After Jeb Bush left office, Florida's new governor Charlie Crist grabbed the renewable fuel baton. He cut the ribbon on the station in May 2007, and touted it as a way to wean the nation off foreign oil. A fleet of minibuses operated by the Orange County convention center was adapted to run on hydrogen supplied by the station. Progress Energy, one of the partners in the project, opened a second refueling station near Oviedo as part of a nationwide demonstration project on fuel cell vehicles, led by the US Department of Energy. Eventually though, Florida's hydrogen highway evaporated. After two years and 3,200 fill-ups, the two hydrogen refueling stations shut down and the pilot program finished.

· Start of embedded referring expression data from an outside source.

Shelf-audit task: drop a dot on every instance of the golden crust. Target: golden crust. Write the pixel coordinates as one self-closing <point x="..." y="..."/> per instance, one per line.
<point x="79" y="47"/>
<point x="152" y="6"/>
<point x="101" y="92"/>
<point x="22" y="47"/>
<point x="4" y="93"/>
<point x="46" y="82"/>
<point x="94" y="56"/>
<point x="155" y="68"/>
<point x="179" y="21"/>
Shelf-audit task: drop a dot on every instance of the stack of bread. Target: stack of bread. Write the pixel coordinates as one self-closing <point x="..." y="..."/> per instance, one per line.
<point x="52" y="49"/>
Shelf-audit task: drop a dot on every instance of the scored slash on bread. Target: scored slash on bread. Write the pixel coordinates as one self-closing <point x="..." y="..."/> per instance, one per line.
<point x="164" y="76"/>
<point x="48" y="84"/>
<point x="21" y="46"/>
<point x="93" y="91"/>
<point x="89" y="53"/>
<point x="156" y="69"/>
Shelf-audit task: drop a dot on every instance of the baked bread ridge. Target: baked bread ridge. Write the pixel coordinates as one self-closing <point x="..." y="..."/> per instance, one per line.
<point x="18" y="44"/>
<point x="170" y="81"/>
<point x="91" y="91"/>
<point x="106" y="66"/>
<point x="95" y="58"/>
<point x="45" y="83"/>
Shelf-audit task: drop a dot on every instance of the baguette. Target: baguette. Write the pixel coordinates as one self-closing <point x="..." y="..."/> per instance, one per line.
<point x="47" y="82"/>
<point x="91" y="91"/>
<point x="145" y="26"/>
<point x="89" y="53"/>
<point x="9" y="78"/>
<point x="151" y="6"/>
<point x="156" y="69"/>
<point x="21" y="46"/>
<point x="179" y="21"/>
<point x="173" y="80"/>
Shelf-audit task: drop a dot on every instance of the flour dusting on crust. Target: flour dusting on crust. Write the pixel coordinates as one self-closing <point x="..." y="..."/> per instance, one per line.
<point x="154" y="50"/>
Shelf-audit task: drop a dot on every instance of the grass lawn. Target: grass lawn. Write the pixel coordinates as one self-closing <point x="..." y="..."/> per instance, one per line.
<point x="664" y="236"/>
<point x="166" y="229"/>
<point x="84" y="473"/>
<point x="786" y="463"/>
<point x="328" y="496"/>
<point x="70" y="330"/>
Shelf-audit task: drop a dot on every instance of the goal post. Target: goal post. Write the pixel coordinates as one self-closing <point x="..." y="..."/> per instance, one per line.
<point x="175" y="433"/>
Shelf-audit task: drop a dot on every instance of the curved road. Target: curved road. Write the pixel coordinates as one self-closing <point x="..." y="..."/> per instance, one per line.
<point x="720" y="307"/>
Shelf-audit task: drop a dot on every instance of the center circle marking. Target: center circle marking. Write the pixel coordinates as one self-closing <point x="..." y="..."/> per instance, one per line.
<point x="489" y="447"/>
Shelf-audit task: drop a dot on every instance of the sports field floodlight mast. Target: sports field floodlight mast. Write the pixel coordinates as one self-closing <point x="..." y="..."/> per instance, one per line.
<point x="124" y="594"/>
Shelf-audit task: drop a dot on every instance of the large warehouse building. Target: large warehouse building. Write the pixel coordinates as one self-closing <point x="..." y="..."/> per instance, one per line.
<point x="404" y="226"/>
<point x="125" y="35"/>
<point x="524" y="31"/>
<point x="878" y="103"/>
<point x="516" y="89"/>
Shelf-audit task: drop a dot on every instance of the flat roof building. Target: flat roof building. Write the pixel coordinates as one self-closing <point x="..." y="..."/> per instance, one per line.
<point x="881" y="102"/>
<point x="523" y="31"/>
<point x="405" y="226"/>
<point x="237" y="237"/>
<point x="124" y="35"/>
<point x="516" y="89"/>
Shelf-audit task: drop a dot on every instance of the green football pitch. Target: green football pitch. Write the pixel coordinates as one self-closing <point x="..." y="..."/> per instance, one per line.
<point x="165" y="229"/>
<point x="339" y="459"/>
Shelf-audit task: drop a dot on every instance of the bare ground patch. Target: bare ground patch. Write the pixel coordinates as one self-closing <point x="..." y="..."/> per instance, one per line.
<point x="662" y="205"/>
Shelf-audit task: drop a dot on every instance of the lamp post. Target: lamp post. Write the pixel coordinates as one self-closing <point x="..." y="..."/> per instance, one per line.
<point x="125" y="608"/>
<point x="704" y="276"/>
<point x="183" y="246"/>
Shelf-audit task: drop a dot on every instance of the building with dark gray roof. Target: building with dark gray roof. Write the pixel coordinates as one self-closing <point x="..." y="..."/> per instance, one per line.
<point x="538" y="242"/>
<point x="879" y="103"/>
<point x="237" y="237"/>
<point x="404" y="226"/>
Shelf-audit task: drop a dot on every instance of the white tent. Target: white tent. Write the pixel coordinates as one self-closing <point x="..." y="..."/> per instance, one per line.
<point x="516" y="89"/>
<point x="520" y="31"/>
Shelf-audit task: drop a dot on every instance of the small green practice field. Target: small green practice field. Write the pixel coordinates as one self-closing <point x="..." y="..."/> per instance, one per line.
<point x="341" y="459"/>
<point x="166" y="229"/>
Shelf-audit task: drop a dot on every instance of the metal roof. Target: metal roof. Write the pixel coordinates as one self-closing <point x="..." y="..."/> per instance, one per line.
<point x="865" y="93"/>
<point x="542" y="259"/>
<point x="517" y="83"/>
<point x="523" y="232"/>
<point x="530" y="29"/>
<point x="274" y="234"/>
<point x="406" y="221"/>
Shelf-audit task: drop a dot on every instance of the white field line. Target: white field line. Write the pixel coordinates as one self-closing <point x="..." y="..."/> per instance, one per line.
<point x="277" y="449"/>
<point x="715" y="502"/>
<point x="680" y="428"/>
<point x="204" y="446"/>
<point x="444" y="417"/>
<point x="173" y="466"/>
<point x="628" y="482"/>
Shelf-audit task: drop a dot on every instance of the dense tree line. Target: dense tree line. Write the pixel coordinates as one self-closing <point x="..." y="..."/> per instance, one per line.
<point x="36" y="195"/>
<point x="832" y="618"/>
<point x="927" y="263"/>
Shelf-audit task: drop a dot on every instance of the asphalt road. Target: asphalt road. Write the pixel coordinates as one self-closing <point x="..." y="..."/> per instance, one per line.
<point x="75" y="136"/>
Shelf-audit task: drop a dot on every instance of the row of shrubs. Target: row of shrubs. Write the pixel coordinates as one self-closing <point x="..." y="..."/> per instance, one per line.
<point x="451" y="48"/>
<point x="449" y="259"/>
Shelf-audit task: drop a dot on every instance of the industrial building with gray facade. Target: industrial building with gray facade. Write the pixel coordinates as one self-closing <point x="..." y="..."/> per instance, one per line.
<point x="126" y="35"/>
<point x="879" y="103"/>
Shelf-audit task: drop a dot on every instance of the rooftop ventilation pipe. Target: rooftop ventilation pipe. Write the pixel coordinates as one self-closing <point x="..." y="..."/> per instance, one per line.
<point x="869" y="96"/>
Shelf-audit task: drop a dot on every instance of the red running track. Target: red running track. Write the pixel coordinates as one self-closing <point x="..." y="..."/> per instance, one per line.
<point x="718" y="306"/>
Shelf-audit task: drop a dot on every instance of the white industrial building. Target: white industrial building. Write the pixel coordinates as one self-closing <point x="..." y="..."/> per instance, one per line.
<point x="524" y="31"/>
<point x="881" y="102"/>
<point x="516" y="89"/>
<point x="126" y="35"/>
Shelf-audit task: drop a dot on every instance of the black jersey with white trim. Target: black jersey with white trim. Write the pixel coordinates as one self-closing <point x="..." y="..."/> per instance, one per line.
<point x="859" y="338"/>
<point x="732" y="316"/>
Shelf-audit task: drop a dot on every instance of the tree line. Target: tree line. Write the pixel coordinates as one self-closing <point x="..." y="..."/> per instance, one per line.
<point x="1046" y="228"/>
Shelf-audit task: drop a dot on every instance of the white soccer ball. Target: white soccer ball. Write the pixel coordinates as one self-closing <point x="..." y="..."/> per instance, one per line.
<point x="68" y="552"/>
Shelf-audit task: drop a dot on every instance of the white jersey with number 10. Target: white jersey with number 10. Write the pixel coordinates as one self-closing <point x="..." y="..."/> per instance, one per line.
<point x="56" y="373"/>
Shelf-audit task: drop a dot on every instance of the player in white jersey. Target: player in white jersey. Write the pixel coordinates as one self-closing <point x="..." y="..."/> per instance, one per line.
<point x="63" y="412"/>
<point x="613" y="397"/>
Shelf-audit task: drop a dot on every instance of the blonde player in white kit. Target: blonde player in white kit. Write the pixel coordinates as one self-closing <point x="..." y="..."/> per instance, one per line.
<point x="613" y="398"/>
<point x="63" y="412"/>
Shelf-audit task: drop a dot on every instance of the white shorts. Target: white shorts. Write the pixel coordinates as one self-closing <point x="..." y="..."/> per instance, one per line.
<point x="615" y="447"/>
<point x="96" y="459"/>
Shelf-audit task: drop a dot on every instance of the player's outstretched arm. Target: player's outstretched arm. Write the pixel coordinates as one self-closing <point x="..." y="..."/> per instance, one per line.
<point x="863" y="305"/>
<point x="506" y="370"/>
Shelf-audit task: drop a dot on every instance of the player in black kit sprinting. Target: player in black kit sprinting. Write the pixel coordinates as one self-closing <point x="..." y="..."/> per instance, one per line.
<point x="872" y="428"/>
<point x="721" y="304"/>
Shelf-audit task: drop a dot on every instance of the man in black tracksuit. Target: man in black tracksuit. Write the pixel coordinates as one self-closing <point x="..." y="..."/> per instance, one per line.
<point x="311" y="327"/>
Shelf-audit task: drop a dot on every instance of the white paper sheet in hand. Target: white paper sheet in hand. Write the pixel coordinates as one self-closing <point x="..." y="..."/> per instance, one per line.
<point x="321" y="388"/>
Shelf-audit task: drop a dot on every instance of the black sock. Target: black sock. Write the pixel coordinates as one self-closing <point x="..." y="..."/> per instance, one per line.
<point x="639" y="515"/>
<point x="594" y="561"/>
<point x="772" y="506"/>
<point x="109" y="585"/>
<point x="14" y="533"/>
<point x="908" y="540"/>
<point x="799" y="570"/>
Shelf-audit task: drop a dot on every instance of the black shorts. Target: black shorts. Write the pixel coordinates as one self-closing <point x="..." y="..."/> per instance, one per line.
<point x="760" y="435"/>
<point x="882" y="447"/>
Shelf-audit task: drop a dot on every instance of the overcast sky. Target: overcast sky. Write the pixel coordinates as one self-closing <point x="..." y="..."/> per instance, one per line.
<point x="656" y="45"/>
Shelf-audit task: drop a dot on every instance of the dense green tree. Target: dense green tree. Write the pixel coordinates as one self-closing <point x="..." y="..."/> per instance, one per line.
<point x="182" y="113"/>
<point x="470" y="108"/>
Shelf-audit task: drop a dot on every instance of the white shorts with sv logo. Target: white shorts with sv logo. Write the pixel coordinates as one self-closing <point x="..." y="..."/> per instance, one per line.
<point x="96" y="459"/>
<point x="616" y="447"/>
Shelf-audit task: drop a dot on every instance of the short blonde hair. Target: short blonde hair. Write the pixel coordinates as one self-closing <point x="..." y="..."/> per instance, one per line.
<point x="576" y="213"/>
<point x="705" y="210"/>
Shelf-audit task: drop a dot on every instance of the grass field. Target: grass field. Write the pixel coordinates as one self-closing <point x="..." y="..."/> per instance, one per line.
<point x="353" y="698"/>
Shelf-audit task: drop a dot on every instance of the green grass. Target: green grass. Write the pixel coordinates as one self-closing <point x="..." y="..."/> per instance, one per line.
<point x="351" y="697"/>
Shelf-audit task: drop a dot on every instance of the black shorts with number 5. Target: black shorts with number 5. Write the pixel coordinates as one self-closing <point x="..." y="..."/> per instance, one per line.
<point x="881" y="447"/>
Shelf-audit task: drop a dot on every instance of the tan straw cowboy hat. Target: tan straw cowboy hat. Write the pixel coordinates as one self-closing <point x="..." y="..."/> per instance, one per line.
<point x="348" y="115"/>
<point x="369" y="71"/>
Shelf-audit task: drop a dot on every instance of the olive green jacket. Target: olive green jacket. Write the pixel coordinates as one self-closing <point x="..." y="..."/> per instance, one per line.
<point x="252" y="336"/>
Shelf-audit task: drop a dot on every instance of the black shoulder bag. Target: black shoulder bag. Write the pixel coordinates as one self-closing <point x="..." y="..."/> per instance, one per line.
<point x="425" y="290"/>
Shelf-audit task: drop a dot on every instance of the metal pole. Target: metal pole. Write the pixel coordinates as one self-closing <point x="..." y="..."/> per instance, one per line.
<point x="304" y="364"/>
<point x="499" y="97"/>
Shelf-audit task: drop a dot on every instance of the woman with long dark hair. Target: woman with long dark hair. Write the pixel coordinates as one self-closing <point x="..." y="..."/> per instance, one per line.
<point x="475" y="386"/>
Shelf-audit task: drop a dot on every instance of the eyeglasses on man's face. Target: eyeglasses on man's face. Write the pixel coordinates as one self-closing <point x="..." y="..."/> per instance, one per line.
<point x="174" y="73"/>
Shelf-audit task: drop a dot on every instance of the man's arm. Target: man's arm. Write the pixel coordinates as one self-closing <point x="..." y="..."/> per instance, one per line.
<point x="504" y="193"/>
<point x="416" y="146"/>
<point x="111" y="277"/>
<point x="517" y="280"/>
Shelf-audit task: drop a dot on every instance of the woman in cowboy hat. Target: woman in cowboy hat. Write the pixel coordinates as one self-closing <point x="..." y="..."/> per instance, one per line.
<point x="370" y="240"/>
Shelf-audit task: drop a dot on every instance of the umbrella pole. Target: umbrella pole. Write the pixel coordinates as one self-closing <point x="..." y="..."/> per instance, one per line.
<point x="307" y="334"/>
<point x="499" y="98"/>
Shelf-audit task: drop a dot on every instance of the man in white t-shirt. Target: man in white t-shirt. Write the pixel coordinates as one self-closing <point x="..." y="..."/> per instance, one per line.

James Fenton, who directs the Florida Solar Energy Center, a research facility at the University of Central Florida, says hydrogen still has a place in the future of alternative fuels in Florida. But he says it's more likely to be used in fuel cells in electric vehicles rather than powering internal combustion engines. "Eventually we'll get to the point when all the battery-powered electric cars will have fuel cell range extenders," says Fenton. "You'll have electric cars with batteries for short trips because the electron out of the wall is dirt cheap, then you'll electrolyze water somewhere else, fill your car with hydrogen and extend the range."
And while electric vehicles aren't yet a common sight on central Florida roads, Fenton says he's upbeat about their future because mile for mile, electricity out of the wall is cheaper than gasoline. But he says there are still some obstacles to hydrogen fuel cell vehicles.
"We don't have a hydrogen infrastructure," says Fenton. "That's the kicker."